|Nutritional Guidelines (per serving)|
|Amount per serving|
|% Daily Value*|
|Total Fat 4g||6%|
|Saturated Fat 1g||7%|
|Total Carbohydrate 7g||3%|
|Dietary Fiber 1g||2%|
|*The % Daily Value (DV) tells you how much a nutrient in a food serving contributes to a daily diet. 2,000 calories a day is used for general nutrition advice.|
This turmeric tea has a lavor that surprisingly pleasant and rather soothing. It's earthy with a hint of spiced bitterness and best compared to a mild masala chai without the milk. Turmeric is a perfect flavor to pair with ginger, cinnamon, and citrus. They come together wonderfully in this tea to create a healthy warm drink.
For this recipe, you can use either ground turmeric or fresh turmeric root. The ground version is very easy to find and creates an opaque tea that has a brilliant yellow-orange color. Tea brewed with turmeric root is a pale, clear yellow. The taste is similar, though the root tea punctuates the flavor and is definitely worth trying if you enjoy the ground turmeric tea.
- 2 cups boiled filtered or distilled water
- 2 teaspoons ground turmeric (or 2-inch turmeric root, peeled and thinly sliced)
- 1 tablespoon chopped ginger root (1/2 teaspoon ground ginger)
- 1 cinnamon stick
- 1/2 teaspoon lemon zest (or 1-inch lemon peel)
- 4 teaspoons honey (or to taste; divided)
- Garnish: lemon wedge
Gather the ingredients.
In a teapot with the boiling water, add the turmeric, ginger, cinnamon, and lemon zest or peel. If using ground ingredients, stir well to dissolve.
Let the tea brew for 5 to 8 minutes with ground turmeric or 8 to 10 minutes with turmeric root.
Strain into teacups.
Add 2 teaspoons of honey to each cup (or less depending on your preference) and garnish with a lemon wedge.
Serve and enjoy!
How Healthy Is Turmeric Tea?
Turmeric is a bright yellow-orange spice that's long been touted for its health benefits in natural medicine. It contains curcumin, a chemical that is an antioxidant. Studies have indicated that it may have anti-inflammatory and pain-relieving effects for conditions such as arthritis, cancer, and cardiovascular disease, among others. These benefits may increase when paired with black pepper. Additionally, one study suggests it may boost the immune system. Researchers continue to study turmeric and there may be additional therapeutic advantages to the spice.
Are There Side Effects to Drinking Turmeric?
When used in food, turmeric is generally not eaten in large amounts and is considered safe. Many recipes use the equivalent of this turmeric tea. The general precautions surrounding turmeric come from high doses of supplements taken over long periods. Side effects may include digestive issues and lower blood sugar, and it may be a blood thinner that should be avoided before surgery. Drinking the tea in moderation and with a doctor's advice if you have medical conditions is likely the best approach.
- Turmeric is a very effective natural dye and will easily stain fabric and wood. Avoid white towels and be careful of your clothing. Metal and ceramic kitchenware and most countertop surfaces typically clean up with soapy water; use a scratchpad or baking soda for stubborn spots. On skin and fingernails, the yellow is faint and will wash out after a couple of times.

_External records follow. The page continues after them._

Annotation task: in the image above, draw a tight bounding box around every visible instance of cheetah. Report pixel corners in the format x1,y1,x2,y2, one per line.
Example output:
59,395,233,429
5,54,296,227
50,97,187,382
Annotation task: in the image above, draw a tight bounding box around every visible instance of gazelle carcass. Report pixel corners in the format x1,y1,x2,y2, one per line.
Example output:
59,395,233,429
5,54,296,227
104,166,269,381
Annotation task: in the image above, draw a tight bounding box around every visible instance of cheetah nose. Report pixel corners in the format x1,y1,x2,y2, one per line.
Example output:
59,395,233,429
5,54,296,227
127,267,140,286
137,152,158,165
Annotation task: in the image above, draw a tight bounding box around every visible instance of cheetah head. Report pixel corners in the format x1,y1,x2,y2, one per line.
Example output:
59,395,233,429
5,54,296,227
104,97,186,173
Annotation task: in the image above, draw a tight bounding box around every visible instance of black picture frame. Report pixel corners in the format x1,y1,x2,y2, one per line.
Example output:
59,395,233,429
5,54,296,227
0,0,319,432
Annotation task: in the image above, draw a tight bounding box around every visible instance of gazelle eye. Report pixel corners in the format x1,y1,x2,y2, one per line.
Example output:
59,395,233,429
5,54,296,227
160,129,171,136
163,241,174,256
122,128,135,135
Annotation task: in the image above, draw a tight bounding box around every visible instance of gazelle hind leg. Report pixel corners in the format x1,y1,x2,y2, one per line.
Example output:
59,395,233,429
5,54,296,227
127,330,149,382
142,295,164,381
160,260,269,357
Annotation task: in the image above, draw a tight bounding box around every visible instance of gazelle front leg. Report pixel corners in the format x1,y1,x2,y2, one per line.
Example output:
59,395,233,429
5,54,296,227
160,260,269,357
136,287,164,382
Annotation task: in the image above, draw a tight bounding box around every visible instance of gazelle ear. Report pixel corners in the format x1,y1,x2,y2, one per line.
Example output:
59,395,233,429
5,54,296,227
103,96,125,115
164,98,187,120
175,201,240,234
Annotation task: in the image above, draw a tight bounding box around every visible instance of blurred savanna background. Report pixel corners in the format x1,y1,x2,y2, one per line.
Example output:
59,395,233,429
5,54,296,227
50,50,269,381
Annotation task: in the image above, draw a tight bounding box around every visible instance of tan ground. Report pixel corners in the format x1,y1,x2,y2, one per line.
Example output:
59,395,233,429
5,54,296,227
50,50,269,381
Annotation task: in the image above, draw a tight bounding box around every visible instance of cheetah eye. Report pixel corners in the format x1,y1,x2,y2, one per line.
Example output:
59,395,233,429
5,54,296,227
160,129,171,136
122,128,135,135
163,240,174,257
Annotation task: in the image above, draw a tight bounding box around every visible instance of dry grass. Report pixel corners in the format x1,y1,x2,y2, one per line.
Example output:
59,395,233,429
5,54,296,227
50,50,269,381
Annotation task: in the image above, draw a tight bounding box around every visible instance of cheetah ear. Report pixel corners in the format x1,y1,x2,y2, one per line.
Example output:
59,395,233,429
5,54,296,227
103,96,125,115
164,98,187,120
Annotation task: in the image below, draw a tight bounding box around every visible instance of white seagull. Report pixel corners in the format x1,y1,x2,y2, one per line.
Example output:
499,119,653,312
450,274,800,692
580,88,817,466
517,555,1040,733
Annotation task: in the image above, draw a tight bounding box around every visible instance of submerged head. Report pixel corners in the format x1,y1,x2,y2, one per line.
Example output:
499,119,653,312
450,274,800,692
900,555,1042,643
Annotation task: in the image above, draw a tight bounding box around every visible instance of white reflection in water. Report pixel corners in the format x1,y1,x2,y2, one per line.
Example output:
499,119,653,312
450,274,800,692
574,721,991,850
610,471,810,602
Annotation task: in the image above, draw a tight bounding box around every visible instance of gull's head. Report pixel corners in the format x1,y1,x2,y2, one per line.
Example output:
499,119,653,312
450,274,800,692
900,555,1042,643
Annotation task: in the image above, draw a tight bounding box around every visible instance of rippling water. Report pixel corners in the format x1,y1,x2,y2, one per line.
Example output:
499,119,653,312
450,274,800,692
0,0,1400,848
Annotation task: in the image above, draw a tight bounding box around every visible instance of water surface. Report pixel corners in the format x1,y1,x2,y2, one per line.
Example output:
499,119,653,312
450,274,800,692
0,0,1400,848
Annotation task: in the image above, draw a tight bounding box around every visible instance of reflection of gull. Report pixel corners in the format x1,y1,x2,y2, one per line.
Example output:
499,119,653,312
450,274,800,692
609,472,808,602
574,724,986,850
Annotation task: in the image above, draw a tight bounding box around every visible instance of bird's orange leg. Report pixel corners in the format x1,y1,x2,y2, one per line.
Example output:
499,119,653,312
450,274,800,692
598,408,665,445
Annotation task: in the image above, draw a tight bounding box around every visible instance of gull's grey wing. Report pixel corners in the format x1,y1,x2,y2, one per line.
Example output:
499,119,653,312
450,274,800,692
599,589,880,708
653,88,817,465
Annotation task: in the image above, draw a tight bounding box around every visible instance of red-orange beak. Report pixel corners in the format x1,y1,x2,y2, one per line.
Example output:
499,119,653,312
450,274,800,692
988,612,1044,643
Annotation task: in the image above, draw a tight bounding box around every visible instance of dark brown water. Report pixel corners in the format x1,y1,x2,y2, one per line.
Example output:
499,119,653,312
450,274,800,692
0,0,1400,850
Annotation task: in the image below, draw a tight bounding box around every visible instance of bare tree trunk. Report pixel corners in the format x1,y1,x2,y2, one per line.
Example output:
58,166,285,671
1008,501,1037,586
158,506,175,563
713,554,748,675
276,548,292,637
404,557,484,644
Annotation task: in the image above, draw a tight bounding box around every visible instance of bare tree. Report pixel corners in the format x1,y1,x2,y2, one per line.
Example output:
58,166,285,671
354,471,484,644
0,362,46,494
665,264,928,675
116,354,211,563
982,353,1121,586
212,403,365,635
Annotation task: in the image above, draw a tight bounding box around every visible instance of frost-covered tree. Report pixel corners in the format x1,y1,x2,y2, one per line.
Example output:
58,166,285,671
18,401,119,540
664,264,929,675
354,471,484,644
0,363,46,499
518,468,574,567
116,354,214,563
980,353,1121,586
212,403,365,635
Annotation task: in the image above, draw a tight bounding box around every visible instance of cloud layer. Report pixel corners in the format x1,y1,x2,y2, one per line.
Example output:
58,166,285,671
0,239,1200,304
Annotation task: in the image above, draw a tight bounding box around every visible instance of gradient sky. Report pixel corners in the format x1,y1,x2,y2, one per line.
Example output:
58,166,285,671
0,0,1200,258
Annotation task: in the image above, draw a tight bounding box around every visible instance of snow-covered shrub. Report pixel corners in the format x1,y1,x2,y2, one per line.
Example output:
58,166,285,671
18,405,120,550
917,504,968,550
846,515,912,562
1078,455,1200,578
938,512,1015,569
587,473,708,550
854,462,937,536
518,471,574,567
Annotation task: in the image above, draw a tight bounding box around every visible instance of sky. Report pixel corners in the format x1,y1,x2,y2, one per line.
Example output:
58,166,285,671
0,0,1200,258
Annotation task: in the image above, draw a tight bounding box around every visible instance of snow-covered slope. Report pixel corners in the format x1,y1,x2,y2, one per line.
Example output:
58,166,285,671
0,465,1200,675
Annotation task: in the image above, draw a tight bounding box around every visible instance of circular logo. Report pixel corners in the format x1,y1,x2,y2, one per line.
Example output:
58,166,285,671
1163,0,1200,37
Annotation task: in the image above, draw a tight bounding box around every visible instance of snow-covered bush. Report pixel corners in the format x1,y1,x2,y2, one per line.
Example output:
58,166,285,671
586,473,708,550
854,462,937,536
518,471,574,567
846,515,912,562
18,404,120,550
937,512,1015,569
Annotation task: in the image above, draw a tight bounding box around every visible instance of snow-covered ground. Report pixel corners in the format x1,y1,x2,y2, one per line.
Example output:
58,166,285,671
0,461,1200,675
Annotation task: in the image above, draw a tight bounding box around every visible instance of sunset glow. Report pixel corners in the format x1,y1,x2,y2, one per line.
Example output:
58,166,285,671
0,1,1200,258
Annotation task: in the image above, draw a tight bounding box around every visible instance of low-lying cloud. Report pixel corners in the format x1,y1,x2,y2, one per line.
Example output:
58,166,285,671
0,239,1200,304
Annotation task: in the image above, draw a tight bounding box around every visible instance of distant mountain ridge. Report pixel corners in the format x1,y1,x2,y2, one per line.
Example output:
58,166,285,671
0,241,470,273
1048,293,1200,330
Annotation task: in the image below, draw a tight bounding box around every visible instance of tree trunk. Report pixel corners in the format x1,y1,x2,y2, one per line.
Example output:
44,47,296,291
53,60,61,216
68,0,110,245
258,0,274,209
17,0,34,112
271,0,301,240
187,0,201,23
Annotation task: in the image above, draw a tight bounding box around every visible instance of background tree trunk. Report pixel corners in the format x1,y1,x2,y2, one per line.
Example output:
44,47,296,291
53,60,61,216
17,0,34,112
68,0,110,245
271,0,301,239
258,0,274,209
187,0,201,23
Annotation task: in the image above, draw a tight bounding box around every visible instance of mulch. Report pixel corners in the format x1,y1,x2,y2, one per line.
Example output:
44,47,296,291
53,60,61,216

- Turmeric root is not as readily available as the ground form. Look for it at natural food and international markets or online stores.
- You can also grate the turmeric and ginger using a microplane or zester.
- If your teapot has a built-in infuser, place the solid ingredients in that (after dissolving ground turmeric, if using) and skip the straining step.
- Substitute agave nectar for the honey. Molasses is also a nice sweetener for the tea, though you'll want to use just a dollop.
- Freshly ground black pepper is a popular additive to turmeric tea that complements the flavor nicely.
- Another excellent citrus fruit for turmeric, switch from lemon to orange zest and wedge.
- Add a splash of milk to soften the flavor. You might also enjoy golden milk (or turmeric latte), which uses milk instead of water.
He Y, Yue Y, Zheng X, Zhang K, Chen S, Du Z. Curcumin, inflammation, and chronic diseases: how are they linked?. Molecules. 2015;20(5):9183-213.
Shoba G, Joy D, Joseph T, Majeed M, Rajendran R, Srinivas PS. Influence of piperine on the pharmacokinetics of curcumin in animals and human volunteers. Planta Med. 1998;64(4):353-6.
Jagetia GC, Aggarwal BB. "Spicing up" of the immune system by curcumin. J Clin Immunol. 2007;27(1):19-35.